Chier, merde, je n’aime pas l’idée de regarder deux épisodes de séries dans une salle de cinéma, parce que si j’aime je serais frustré, et si j’aime pas c’est une perte de temps. Mais bon, maintenant que j’y suis (en salle Varda en plus, cœur cœur sur elle, mais je crois que je l’ai déjà dit…)
Je regarde rapidos Twitter, y vois que toutes les stars de la série qui ont monté les marches la veille sont en trending topics, que le monde entier du chobizness y était, que tout le monde ne parle que de la série sans l’avoir vue, que je suis vraiment prêt à voir le truc QUI CRÉE L’ÉVÉNEMENT, un putain de privilégié au-dessus de la plèbe. Traversé de ce frisson cannois du « oh la la quand je vais raconter ça aux copains », je me mets à y croire : si ça se trouve, ça va être comme Les Soprano (non) et je pourrais un jour dire à mes petits-enfant : « vous savez, j’ai été parmi les premiers à la voir, cette série qui a changé le cours du monde. »
Je continue de me renseigner, et vois que c’est un nouveau show du mec qui a fait Euphoria, la série que j’ai le moins comprise de l’univers à peu près. Bref, je devine que je suis environ le mec le moins intéressé au monde (le seul ?) par ce qui va se jouer sous mes yeux, dans la même salle que des fanzouzes et des futurs détracteurs déjà la bave aux lèvres.
Les lumières s’éteignent et c’est assez inconfortable, quoique grisant.
Lily-Rose Depp presque nue tout le temps
Lily-Rose Depp en gros plan répond à des injonctions d’un photographe : « sois triste, sois charmeuse, sois heureuse » etc., et modèle son visage pour satisfaire les commandes au rythme des flashs. La salle rit, mais je ne comprends pas trop pourquoi.

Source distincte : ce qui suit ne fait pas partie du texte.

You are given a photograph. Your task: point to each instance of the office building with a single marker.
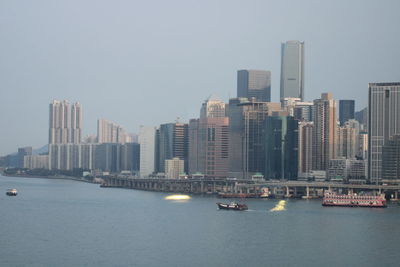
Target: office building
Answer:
(292, 70)
(362, 117)
(209, 141)
(347, 140)
(346, 111)
(391, 160)
(171, 142)
(383, 123)
(147, 138)
(22, 152)
(36, 161)
(281, 147)
(174, 168)
(305, 147)
(65, 123)
(324, 131)
(109, 132)
(130, 157)
(254, 83)
(246, 127)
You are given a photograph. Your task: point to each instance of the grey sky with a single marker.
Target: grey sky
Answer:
(149, 62)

À peu près la tête de JB quand il a réalisé que ce n’était pas un film
Dézoom, elle est à moitié à oilpé (elle restera à moitié à oilpé pendant les deux épisodes). Elle incarne ici une pop-star qui sort d’un épisode de dépression nerveuse à la suite du décès de sa mère, et qui s’apprête à sortir un nouveau titre, lorsqu’elle se retrouve victime de revenge porn, la photo de son visage couvert de sperme circulant partout sur le web.
Son staff panique, elle pas tant que ça. Parallèlement, affaiblie par les épisodes qu’elle vient de traverser, elle va faire la rencontre d’un mec chelou (The Weeknd/Abel Tesfaye), sorte de gourou libidineux à tendance mafieuse, qui va tenter de la prendre sous son aile.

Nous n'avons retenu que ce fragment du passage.